Observation of hedgehog skyrmions in sub-100 nm soft magnetic nanodots

TL;DR

This study reports the first observation of stable hedgehog skyrmions in soft magnetic permalloy nanodots at room temperature, without Dzyaloshinskii-Moriya interaction, expanding potential for skyrmion-based spintronic devices.

Contribution

It demonstrates the existence and stabilization of non-chiral hedgehog skyrmions in soft magnetic nanodots without DMI or perpendicular anisotropy, confirmed by experiments and simulations.

Findings

Hedgehog skyrmions observed at room temperature in permalloy nanodots.

Skyrmions stabilized by magnetic fields from MFM probes.

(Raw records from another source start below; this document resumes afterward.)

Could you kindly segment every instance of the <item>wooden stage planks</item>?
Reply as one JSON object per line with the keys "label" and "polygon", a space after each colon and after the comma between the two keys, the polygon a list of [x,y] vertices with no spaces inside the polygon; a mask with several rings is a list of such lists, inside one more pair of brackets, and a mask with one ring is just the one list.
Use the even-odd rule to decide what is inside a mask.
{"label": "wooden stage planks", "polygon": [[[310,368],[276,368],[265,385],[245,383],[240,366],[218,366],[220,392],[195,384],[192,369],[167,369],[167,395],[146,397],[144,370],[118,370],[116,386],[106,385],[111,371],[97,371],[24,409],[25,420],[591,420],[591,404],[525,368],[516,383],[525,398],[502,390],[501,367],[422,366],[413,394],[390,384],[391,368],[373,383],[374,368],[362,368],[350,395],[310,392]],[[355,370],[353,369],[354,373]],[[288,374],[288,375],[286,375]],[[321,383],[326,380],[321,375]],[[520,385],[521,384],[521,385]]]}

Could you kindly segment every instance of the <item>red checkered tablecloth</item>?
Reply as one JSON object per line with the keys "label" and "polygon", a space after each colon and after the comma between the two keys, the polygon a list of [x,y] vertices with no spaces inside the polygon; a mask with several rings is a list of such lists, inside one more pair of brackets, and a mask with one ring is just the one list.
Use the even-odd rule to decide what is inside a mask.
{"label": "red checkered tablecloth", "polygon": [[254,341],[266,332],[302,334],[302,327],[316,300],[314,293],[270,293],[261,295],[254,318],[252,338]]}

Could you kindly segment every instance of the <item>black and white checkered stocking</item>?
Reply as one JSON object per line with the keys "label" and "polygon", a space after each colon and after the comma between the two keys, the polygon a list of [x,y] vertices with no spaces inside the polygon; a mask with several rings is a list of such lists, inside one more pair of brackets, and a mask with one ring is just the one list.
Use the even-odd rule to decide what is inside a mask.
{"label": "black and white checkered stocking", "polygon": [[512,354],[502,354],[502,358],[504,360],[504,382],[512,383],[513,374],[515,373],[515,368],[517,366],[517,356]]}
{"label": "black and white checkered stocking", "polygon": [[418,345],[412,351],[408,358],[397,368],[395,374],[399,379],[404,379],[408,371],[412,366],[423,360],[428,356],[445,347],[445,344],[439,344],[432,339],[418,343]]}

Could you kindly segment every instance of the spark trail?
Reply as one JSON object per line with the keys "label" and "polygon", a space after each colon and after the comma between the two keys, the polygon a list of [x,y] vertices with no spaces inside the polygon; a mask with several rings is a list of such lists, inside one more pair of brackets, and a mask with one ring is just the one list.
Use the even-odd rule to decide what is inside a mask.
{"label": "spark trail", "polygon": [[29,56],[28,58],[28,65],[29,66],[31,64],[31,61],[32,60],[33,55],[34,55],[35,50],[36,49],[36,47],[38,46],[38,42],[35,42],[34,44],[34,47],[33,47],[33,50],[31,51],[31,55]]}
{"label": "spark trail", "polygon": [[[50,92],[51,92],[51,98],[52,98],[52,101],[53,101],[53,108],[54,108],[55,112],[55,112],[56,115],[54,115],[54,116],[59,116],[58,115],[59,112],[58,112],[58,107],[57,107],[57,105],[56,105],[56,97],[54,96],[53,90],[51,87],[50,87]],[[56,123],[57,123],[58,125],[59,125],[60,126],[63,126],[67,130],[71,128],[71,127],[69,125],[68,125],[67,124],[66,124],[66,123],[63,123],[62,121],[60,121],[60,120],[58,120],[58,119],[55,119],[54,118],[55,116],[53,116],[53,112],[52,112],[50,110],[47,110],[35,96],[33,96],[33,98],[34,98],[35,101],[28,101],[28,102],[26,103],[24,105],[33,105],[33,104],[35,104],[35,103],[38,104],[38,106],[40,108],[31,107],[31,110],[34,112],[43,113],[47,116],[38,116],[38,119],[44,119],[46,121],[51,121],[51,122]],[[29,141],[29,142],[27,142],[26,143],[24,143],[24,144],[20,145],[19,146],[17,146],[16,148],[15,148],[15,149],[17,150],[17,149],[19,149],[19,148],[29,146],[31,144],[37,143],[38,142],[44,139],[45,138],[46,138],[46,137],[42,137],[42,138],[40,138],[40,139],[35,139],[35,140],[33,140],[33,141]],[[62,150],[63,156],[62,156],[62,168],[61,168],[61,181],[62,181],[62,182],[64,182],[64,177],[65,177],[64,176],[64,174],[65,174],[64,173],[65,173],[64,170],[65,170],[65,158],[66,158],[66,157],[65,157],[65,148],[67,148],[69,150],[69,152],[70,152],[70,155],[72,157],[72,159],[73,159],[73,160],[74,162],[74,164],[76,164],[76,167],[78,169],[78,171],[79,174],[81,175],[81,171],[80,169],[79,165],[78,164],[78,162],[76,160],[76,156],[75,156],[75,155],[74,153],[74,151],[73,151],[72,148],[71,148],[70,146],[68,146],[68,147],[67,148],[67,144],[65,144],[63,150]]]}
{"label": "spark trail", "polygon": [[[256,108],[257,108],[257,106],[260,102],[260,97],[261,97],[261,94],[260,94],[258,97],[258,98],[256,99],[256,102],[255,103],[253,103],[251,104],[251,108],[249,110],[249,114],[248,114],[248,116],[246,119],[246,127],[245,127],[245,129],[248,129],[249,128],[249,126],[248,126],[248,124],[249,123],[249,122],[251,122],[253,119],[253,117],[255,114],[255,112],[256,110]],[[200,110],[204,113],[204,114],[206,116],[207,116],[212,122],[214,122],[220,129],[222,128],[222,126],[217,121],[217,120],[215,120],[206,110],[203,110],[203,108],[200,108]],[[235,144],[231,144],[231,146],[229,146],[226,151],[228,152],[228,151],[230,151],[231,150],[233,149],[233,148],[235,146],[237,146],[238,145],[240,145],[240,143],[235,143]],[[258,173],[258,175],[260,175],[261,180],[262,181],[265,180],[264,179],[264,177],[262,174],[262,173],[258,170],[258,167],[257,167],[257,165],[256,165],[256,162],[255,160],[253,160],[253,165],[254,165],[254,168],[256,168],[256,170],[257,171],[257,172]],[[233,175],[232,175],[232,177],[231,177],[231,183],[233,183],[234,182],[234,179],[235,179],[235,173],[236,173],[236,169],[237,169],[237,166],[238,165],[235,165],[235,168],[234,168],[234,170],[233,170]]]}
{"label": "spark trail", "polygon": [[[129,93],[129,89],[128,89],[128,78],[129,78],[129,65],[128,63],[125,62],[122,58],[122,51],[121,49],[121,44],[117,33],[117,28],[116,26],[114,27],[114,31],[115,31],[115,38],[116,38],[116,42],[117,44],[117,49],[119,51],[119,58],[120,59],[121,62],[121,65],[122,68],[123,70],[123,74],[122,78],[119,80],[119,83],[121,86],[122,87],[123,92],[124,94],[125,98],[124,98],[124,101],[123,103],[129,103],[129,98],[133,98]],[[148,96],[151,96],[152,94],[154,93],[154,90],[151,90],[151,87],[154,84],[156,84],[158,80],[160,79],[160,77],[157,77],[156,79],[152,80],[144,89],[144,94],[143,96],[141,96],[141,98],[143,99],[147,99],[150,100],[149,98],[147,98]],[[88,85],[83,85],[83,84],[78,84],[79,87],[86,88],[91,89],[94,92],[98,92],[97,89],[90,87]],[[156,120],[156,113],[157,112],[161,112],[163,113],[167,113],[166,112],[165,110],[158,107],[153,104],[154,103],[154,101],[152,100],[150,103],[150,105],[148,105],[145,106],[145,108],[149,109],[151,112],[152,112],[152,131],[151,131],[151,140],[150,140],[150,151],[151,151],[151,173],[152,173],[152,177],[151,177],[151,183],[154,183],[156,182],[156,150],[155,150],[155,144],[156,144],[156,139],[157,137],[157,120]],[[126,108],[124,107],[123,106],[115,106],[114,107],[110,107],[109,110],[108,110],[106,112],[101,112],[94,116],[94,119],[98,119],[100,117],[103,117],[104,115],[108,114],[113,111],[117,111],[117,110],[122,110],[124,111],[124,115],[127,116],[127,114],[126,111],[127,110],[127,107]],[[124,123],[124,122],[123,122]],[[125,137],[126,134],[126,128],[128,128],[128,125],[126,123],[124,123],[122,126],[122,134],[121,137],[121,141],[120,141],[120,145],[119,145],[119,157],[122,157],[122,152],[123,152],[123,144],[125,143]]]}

Existence of metastable Neel skyrmions confirmed through simulations.

Abstract

Magnetic skyrmions are nanometric spin textures of outstanding potential for spintronic applications due to unique features governed by their non-trivial topology. It is well known that skyrmions of definite chirality are stabilized by the Dzyaloshinskii-Moriya exchange interaction (DMI) in bulk non-centrosimmetric materials or ultrathin films with strong spin-orbit coupling in the interface. In this work, we report on the detection of magnetic hedgehog-skyrmions at room temperature in confined systems with neither DMI nor perpendicular magnetic anisotropy. We show that soft magnetic (permalloy) nanodots are able to host non- chiral hedgehog skyrmions that can be further stabilized by the magnetic field arising from the Magnetic Force Microscopy probe. Analytical calculations and micromagnetic simulations confirmed the existence of metastable N\'eel skyrmions in permalloy nanodots even without external stimuli in a certain size range. Our work implies the existence of a new degree of freedom to create and manipulate skyrmions in soft nanodots. The stabilization of skyrmions in soft magnetic materials opens a possibility to study the skymion magnetization dynamics otherwise limited due to the large damping constant coming from the high spin-orbit coupling in materials with high magnetic anisotropy.